Im Stadtmuseum von Rijeka war am Freitag der Zirkus los. Ein Artistenpaar erschien zur Auslosung, ein Mann mit einem Hut wie ein überdimensionierter Flaschenhals, eine Frau mit goldenem Umhang. Nur: Anstatt sich die Beine hinter den Nacken zu schieben oder eine Taube aus dem Ärmel zu zaubern, setzten sie sich einfach in die erste Reihe und schauten selig zu.

Die Auslosung ergab den Spielplan für das Wochenende: Am Samstag beginnt Dennis Novak gegen Borna Coric, gefolgt von Dominic Thiem gegen Borna Gojo. Am Sonntag folgen das Doppel Alexander Erler / Lucas Miedler gegen Ivan Dodig / Nikola Mektic sowie die zwei weiteren Einzel – falls nötig. Jenes Team, das zuerst drei Matches gewinnt, entscheidet das Duell für sich.

Vermarktungs-Hickhack

Dominic Thiem führt das Team von Kapitän Jürgen Melzer an. Er spielt zum ersten Mal seit dreieinhalb Jahren im Daviscup, dem zuletzt immer mehr Stars den Rücken kehrten. Melzer selbst sagte am Freitag im Stadtmuseum, er sei froh, dass sich seine Spieler die Zeit genommen hätten, mitzukommen: "Es ist nie einfach, den Daviscup in den Turnierplan zu nehmen."

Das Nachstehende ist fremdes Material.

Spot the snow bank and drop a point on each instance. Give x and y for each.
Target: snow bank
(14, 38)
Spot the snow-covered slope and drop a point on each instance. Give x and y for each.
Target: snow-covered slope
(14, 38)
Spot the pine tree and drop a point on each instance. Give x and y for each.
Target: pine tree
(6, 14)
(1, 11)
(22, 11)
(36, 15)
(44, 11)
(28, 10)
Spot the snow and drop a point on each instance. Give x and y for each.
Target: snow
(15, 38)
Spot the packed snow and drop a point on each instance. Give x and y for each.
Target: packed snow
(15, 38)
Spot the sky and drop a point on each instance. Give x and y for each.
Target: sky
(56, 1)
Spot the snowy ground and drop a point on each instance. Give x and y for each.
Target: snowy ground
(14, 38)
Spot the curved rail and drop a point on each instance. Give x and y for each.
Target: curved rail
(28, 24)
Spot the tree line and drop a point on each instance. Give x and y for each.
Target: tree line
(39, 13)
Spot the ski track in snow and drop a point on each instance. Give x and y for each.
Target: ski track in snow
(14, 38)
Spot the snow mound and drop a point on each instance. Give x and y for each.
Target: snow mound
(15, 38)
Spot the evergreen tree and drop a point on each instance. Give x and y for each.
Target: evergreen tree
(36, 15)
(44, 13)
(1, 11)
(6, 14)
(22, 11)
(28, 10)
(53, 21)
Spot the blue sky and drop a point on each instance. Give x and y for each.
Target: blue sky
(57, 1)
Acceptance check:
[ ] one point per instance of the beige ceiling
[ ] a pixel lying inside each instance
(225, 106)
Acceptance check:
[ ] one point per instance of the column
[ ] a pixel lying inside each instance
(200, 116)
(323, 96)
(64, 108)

Damit spricht er eine Entwicklung an, die in den vergangenen Jahren verstärkt wurde. Der Daviscup stand einmal für epische Matches, spannende Duelle, aufgebauscht von euphorischen Fans. 1990 feuerten 17.000 Zuschauerinnen und Zuschauer im Wiener Praterstadion "die drei Musketiere" an: Thomas Muster, Horst Skoff und Alexander Antonitsch begeisterten die Massen. Heute steckt der 1900 erstmals ausgetragene Daviscup in einer existenziellen Krise.

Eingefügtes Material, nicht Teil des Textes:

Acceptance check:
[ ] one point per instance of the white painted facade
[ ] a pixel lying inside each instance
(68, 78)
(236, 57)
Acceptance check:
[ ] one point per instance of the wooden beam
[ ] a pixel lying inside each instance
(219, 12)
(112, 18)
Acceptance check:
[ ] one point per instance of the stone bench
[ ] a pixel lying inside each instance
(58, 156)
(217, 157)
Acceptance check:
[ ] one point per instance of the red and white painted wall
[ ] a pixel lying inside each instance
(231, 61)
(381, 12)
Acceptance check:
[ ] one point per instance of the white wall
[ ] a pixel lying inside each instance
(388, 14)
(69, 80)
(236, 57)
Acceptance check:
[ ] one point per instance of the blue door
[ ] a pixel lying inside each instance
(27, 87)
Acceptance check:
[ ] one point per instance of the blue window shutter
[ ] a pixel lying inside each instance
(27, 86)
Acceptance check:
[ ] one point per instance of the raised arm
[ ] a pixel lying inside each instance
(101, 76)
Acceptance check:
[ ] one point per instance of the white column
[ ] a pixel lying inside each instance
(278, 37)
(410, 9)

Die Investorengruppe Kosmos, mitbegründet vom ehemaligen spanischen Fußballstar Gerard Pique, investierte in den Tennissport. Im Sommer 2021 nahm diese Managementagentur Thiem als ersten Athleten unter Vertrag.

Lautstarker Protest

Bereits davor war Kosmos in den Daviscup eingestiegen. 2018 erwarb man die Vermarktungsrechte für die selbsternannte "Weltmeisterschaft im Tennis" und änderte das Format. Die beliebten Heim- und Auswärtsspiele wurden weitgehend abgeschafft, stattdessen fanden Matches häufig auf neutralem Boden statt. Der Protest war lautstark, auch wenn 71 Prozent der Mitglieder der International Tennis Federation (ITF) für die Veränderung stimmten. Die Folge: Fans und Topspieler blieben fern.

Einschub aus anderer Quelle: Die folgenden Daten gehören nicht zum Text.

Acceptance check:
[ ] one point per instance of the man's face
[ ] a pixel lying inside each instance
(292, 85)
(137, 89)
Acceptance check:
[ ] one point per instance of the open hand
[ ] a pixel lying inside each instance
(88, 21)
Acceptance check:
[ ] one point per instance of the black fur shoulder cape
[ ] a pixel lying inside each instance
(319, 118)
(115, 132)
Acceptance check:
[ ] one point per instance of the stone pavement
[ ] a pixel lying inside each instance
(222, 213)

Anfang des Jahres übernahm der Weltverband ITF wieder die Kontrolle über den Daviscup. Offenbar hat sich Kosmos übernommen. Die Auszahlung der versprochenen Preisgelder vom vergangenen Jahr ist bis heute ausständig, heißt es. Der britische Tennisprofi Daniel Evans sagte am Rande der Australian Open: "Es war eine Frage der Zeit. Wir wurden ja ein bisschen zu gut bezahlt für gar nicht allzu viel Aufwand."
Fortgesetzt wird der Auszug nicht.